Titan's turnover for the first nine months of 2012 edged ahead by 1% to €847m, but the EBITDA fell by 26.6% to €162.5m. The EBITDA fell by €36.6m in the Eastern Mediterranean, by €19.1m in South Eastern Europe and by €9.5m in Greece, but recovered by €6.6m in the USA. As a result, the group pre-tax profit fell by 65.7% to €26.1m. The net attributable profit dropped by 96.3% from €52.9m to just €2, after a €6.4m loss in the third quarter. Net debt at the end of September was 13.2% lower than a year earlier at €667m. Capital expenditure during the nine months declined by a further 18.6% to €34.2m. 

Shipments of cementitous materials recovered by 3.5% in the nine months to 12Mt, while aggregates sales, which are mainly in Greece and in the United States, declined by a further 3.7% to 7.9Mt.  Deliveries of ready-mixed concrete were down by 7.4% to 2.52Mm³.  

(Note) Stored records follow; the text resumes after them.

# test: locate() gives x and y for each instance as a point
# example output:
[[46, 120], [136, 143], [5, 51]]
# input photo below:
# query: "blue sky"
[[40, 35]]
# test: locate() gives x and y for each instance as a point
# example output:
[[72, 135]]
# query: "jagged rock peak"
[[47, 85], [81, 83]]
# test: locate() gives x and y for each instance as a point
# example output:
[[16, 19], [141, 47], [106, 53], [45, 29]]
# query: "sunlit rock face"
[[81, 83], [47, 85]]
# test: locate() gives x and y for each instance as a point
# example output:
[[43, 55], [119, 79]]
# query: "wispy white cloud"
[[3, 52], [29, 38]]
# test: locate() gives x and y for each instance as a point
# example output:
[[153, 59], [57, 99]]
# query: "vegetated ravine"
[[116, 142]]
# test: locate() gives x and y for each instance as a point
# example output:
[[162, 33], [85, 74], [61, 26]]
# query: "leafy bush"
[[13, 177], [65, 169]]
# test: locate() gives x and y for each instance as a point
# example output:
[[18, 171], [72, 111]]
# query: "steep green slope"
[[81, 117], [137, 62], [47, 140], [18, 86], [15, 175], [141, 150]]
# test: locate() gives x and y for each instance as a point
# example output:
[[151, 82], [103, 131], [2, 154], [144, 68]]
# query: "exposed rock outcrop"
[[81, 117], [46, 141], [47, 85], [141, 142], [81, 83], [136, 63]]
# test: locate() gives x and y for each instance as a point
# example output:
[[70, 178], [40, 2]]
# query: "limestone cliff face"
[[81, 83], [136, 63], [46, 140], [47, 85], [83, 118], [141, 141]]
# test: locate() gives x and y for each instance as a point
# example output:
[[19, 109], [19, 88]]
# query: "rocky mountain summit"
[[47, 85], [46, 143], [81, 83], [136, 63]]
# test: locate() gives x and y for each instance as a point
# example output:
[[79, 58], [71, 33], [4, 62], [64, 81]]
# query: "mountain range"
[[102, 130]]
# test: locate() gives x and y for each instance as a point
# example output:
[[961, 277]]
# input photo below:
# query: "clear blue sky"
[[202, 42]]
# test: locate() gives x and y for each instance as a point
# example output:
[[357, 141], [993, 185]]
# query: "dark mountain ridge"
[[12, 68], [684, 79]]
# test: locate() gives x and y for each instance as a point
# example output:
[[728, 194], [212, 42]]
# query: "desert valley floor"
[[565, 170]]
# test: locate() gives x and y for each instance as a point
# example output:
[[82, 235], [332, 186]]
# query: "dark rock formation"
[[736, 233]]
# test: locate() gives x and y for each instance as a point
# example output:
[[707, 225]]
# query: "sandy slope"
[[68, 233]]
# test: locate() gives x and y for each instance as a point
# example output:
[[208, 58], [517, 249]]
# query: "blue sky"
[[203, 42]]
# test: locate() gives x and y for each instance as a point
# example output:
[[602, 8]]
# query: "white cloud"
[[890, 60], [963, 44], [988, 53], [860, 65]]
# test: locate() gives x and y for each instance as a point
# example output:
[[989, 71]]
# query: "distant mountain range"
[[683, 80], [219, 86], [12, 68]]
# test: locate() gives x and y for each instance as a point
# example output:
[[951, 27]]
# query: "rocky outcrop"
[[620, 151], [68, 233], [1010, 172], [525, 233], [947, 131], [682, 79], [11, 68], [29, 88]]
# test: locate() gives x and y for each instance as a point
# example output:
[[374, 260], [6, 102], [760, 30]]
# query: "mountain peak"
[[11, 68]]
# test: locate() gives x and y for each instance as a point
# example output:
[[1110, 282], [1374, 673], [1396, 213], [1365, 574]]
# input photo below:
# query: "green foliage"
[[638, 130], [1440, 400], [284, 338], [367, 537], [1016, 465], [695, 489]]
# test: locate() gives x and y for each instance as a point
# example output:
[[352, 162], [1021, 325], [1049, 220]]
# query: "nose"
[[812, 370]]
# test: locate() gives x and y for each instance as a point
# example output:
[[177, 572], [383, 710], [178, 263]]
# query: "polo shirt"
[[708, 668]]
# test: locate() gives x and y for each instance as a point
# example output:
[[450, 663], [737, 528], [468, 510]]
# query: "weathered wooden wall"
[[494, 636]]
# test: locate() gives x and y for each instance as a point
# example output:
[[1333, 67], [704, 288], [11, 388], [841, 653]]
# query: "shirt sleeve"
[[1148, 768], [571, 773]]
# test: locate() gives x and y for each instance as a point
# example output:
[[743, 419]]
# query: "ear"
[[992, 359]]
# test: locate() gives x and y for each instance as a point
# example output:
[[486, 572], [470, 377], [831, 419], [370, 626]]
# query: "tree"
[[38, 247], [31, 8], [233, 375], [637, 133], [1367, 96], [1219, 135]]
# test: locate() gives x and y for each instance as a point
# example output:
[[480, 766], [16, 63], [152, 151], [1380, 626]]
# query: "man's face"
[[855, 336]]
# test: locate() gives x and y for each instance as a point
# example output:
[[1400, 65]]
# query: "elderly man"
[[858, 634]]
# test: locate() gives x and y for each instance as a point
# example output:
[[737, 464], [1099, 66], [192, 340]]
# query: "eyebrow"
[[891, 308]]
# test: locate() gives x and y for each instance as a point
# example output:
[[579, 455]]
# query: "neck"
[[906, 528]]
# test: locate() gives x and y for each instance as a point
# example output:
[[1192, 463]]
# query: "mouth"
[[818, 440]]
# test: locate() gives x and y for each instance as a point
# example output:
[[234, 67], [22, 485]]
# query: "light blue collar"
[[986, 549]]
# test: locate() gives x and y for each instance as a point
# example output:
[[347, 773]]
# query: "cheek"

Greece's relative importance to the group declined further as it fell from the second to the third largest area in terms of turnover and only 3.3% above that of the fourth, and smallest region, South Eastern Europe. The Greek and Western European turnover declined by 14.1% to €180.6m, which represented just 21.3% of the group total, again its lowest share ever. The area EBITDA came down by 22.3% to €33.2m, or 20.4% of the group total. Domestic sales volumes continued its strong declines across domestic cement deliveries, aggregates and ready-mixed concrete and prices weakened further across all three product lines. As a result of the extremely weak trading environment, bad debt provisions have now been raised to 28% of total trade receivables. Export volumes, however, did show a strong recovery, which had a beneficial effect on capacity utilisation and unit fixed costs. As a result, there were less emission rights available to sell.

South Eastern Europe represented 20.6% of turnover and 33.5% of EBITDA.  The turnover declined by 4.7% to €174.8m and EBITDA fell by 26.0% to €54.5m. Lower domestic cement deliveries across the region were fully compensated for by increased exports. Some of the domestic cement price increases achieved during the first half were lost during the third quarter. €19m was spent in the third quarter to buy out the minority shareholder, but more was received in selling a minority stake in the Serbian, Kosovo and Macedonian operations to IFC.

The US turnover staged a 19% recovery to €273m, representing 32.2% of the group total compared with 27.4% a year ago. The EBITDA went from a loss of €3.2m to a €3.4m profit, which represents a €6.6m turn-round. US prices are stable at low levels and volumes now improving and are up by over 7% in the Mid-Atlantic area and by 12.4% in Florida, albeit from an extremely depressed level. A strong recovery is also being seen in aggregates deliveries and ready-mixed concrete prices appear at last to be on an upward trend.  

The Eastern Mediterranean region managed to increase turnover by 1.3% to €218.7m, helped by a weaker euro. The EBITDA, however, fell by 33.9% to €71.5m to account for 43.9% of the group total, down from 49.2% a this stage last year. However the previous year's figure had been inflated by a €25m clay fee reversal in Egypt, which reduced the underlying profit decline to 14%. Egyptian cement consumption continues to grow, absorbing the additional capacity introduced, but the growth rate has slowed down to around 7%. Higher gas and electricity costs are now having a negative effect on margins and to what extent this can be passed on remains to be seen. The Turkish associate is seeing growth slowing down, but prices remain in an upward trend.